I guess I want to say that I’m not sharing these stories to put anyone in a naughty corner or to make anyone feel bad, I’m also incredibly supportive and grateful to the medical profession and wholeheartedly believe in everything that you do.

I think what I want to really get across is that everyone is unique. We all have very individual needs and we should be treated in that way.

We’re individuals that all have a very unique perspective and you should include us in our own care and not just talk to our carers and family members. If we don’t communicate in traditional ways, if we’re non-verbal, if we don’t communicate through written or spoken language, find a way to communicate with us.

There is always a way.

Thank you very much for having me here today. It’s an absolute pleasure to come and share some of my personal and professional experience with you.

I look forward to hearing some of the words you’ve come up with and also some of the questions that you might have around healthcare. I really support and believe in everything you do. This session is really about helping you all become better practitioners so that you can serve people living with disability.

There are 4.4 million of us in Australia. If you don’t cater your services to suit us, that’s 20% of the population that you are under serving. That’s a travesty.

Thank you very much. And I look forward to continuing the conversation.
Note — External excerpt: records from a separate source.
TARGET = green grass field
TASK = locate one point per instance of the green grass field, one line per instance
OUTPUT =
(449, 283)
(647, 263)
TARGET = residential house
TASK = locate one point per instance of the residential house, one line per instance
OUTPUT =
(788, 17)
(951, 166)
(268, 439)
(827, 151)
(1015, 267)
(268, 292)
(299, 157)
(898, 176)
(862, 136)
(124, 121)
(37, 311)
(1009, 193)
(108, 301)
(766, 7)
– (Gillian) Thanks so much Nas for sharing those stories, your own and others. Your reporting on the Disability Royal Commission is going to give us so much to think about.

 

You were talking about communication, needing to be accessible in healthcare. Communication in general about health issues needs to be accessible to everyone in the media. I think the lack of representation of disabled people having lives and not only being inspirational stories or someone to pity with a terrible thing going on, is a big part of why as health professionals we are not prompted to think about people’s access needs.

 

So, this session is not at all supposed to be an us vs you, or us vs them situation. It’s just talking about how we can make sure that we actually remember that people have different needs, so then we provide great health care.

 

Nas Campanella

Nas Campanella is the ABC’s Disability Affairs Reporter. Nas is totally blind and lives with a neurological condition called Charcot-Marie-Tooth (CMT) which means she can’t read Braille. After completing a Communications degree at the University of Technology Sydney, majoring in journalism she started with the ABC as a cadet. Nas has worked as a regional reporter in south eastern New South Wales and then as a triple j newsreader for seven years. In taking on this role, Nas became the first blind newsreader in the world to read and operate the studio for herself live to air. In 2020 she was appointed to the senior national Disability Affairs role.